If we create another disord object, b:

b <- rdis()
b
#> A disord object with hash b46268aa3b44c2c31279a2283b11525dd790e000 and elements
#>  [1] 0.06178627 0.20597457 0.17655675 0.68702285 0.38410372 0.76984142
#>  [7] 0.49769924 0.71761851 0.99190609 0.38003518
#> (in some order)

Then a and b have the same length, but adding them vectorially is forbidden because the order of their elements is implementation-specific:

a+b
#> Error in a + b: consistent(e1, e2) is not TRUE

Also, replacement methods that access cross-referenced locations are forbidden:

a[b < 0.4] <- 5
#> Error in .local(x, i, j = j, ..., value): consistent(x, i) is not TRUE

(observe carefully that a[b<4] <- 5 is legal).

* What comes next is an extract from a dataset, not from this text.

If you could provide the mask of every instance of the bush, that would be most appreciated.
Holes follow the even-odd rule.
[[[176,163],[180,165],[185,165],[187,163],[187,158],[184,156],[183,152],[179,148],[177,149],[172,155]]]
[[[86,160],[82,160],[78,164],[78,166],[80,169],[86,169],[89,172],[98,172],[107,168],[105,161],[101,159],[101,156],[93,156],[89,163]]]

However, sometimes one knows that two disord objects have the same ordering (perhaps a is the key, and b the value, of an associative array). In this case one may cross-reference them provided that the hash codes of the two objects agree:

a <- rdis()
b <- disord(runif(10),hash(a))
a
#> A disord object with hash c85bd325f942f143eb4065d92d6461dcf08b964a and elements
#>  [1] 0.77744522 0.93470523 0.21214252 0.65167377 0.12555510 0.26722067
#>  [7] 0.38611409 0.01339033 0.38238796 0.86969085
#> (in some order)
b
#> A disord object with hash c85bd325f942f143eb4065d92d6461dcf08b964a and elements
#>  [1] 0.3403490 0.4820801 0.5995658 0.4935413 0.1862176 0.8273733 0.6684667
#>  [8] 0.7942399 0.1079436 0.7237109
#> (in some order)

See how a and b have the same hash code. Then, although the elements of a and b are stored in an implementation-specific (and thus unknown) order, whatever order it is is the same in both objects and they are relatable:

a+b
#> A disord object with hash c85bd325f942f143eb4065d92d6461dcf08b964a and elements
#>  [1] 1.1177942 1.4167853 0.8117083 1.1452151 0.3117727 1.0945940 1.0545808
#>  [8] 0.8076302 0.4903316 1.5934018
#> (in some order)
a[b < 0.5]
#> A disord object with hash 4977d35d7fb0cf7a634c8ab4503d4cc920818d54 and elements
#> [1] 0.7774452 0.9347052 0.6516738 0.1255551 0.3823880
#> (in some order)
a[b < 0.2] <- b[b < 0.2]
a
#> A disord object with hash c85bd325f942f143eb4065d92d6461dcf08b964a and elements
#>  [1] 0.77744522 0.93470523 0.21214252 0.65167377 0.18621760 0.26722067
#>  [7] 0.38611409 0.01339033 0.10794363 0.86969085
#> (in some order)

Comparison with python

A disord object is comparable with python arrays with the proviso that one is only allowed to access or manipulate elements via list comprehensions. See the following python session:

~ % python3
Python 3.9.5 (default, May  4 2021, 03:33:11) 
[Clang 12.0.0 (clang-1200.0.32.29)] on darwin
Type "help", "copyright", "credits" or "license" for more information.
>>> from numpy import *
>>> a = random.rand(5)
>>> b = random.rand(5)
>>> a
array([0.13275574, 0.07243463, 0.0543058 , 0.36633955, 0.73795801])
>>> b
array([0.14934221, 0.11321413, 0.6135964 , 0.53558058, 0.6396702 ])
>>> [i**2 for i in a]
[0.017624086607707354, 0.005246776214236293, 0.002949120389839953, 0.1342046637421116, 0.54458202262916]
>>> [i+j for i,j in zip(a,b)]
[0.28209795105056, 0.18564876373593042, 0.6679022004516395, 0.901920128499422, 1.377628206483919]
>>> 

Note that in the last line zip() is used to relate a and b which is accomplished in the package by explicitly setting the hash code.